Calcutta, Sept. 6: The lure of Bengali cinema is alive and kicking, thank you. This time it’s Chandni Bar girl Tabu who has stretched her undulating arm towards Goutam Ghose who is making Abar Aranye, a take on Satyajit Ray’s classic, Aranyer Din Ratri.
The shooting of Ghose’s film will be in two schedules, the first from September 15 to 28, at the Metalee Tea Estate and the Chalsa area in North Bengal. The second lot is from October 20 in Calcutta for about five days, followed by two weeks again in North Bengal. Sunil Gangopadhyay, on whose writing the Ray film was based, is also the co-scriptwriter here along with Ghose himself. The film will be completed by mid-November and be ready for a February release.
Rainbow Productions earlier produced Raja Sen’s Desh, Goutam Ghose’s Dekha and Ashoke Vishwanathan’s Kichhu Sanglap Kichhu Prolap, the latter two winning National Awards. T. Sarkar has been associated with them since 1996 and has separately produced Pinaki Chowdhury’s Cancer last year. They now join hands as Rainbow T. Sarkar Combine to produce Abar Aranye.

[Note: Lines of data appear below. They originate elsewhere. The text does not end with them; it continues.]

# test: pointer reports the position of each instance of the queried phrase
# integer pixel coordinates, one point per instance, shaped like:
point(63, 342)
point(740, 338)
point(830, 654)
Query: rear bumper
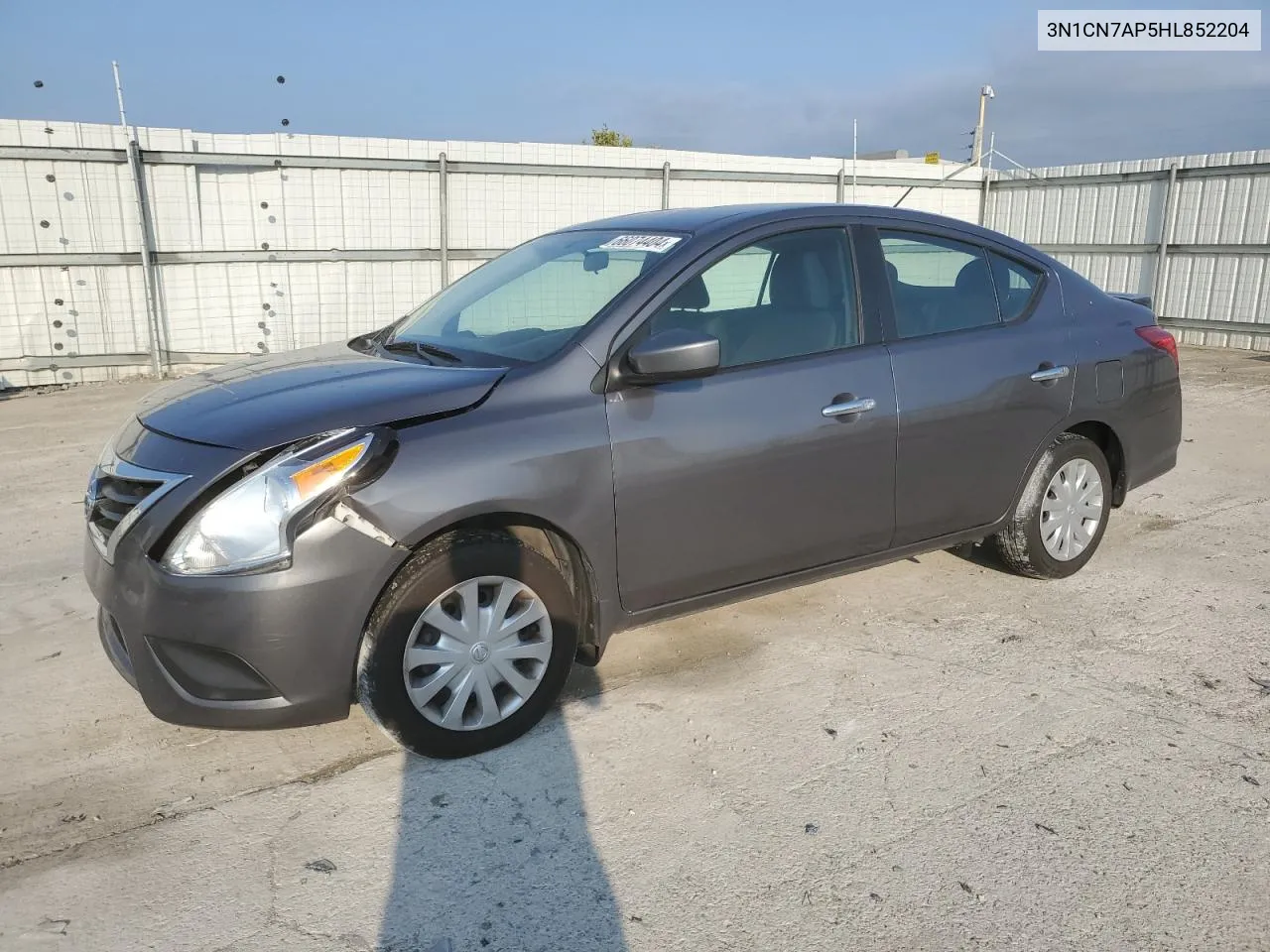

The projected budget will be Rs 60 lakh, but how much Tabu was being paid was “a trade secret”. Ramesh Gandhi of Rainbow finally relented to say: “Tabu was keen to do the role and she was kind enough to say that the honorarium was no hindrance. So we have not even discussed that issue.”
Sumita Bhattacharya of T. Sarkar agreed that apart from getting “a dedicated actress” for free (in practical terms), getting a star from Mumbai was “definitely good for the box-office”. Goutam Ghose, who directed Shatrughan Sinha (Antarjali Jatra) and Shabana Azmi-Naseeruddin (Paar) before, however, said they had all been brought in “to play a role they suited as actors, not stars”.
Ghose explained that the original Ray film in 1969 had five friends played by Sharmila Tagore, Soumitra Chatterjee, Subhendu Chatterjee, Samit Bhanja and Robi Ghose, visiting a forest. This film has the same friends, with their respective families, going back to the same forest. “Robi is, of course, no more with us, but his presence as a ‘missed’ character will be there,” said Ghose.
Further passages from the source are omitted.